We can gather them together with something like:

```
out <- do.call(rbind.data.frame, lapply(TT1, `[`, c("statistic", "p.value")))
out
# statistic p.value
# mpg 18.85693 1.526151e-18
# cyl 19.59872 5.048147e-19
# disp 10.53069 9.189065e-12
```

where `mpg`

and such are row-names.

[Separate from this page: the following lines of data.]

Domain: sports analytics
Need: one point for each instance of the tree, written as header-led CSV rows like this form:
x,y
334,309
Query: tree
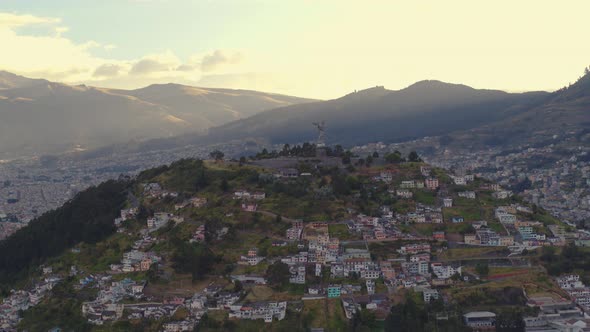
x,y
217,155
278,274
482,269
413,157
510,321
394,157
224,186
193,258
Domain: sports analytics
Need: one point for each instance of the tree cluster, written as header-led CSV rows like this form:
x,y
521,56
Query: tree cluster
x,y
88,217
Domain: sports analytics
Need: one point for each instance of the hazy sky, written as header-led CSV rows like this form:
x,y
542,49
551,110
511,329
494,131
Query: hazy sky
x,y
309,48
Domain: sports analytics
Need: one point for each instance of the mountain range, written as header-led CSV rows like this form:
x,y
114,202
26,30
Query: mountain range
x,y
35,112
39,116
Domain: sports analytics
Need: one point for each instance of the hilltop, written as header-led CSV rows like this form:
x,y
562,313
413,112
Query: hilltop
x,y
219,242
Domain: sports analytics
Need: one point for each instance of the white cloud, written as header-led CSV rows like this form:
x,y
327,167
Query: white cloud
x,y
9,20
55,57
220,58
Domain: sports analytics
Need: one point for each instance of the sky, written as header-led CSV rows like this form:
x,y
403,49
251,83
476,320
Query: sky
x,y
309,48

They can be brought in to the frame itself if needed,

```
out$name <- rownames(out)
rownames(out) <- NULL # aesthetics only, not required
out
# statistic p.value name
# 1 18.85693 1.526151e-18 mpg
# 2 19.59872 5.048147e-19 cyl
# 3 10.53069 9.189065e-12 disp
```

(Since you made your list of t-tests with `apply(MARGIN=1)`

, though, it may not be named meaningfully if the original data did not have good row names.)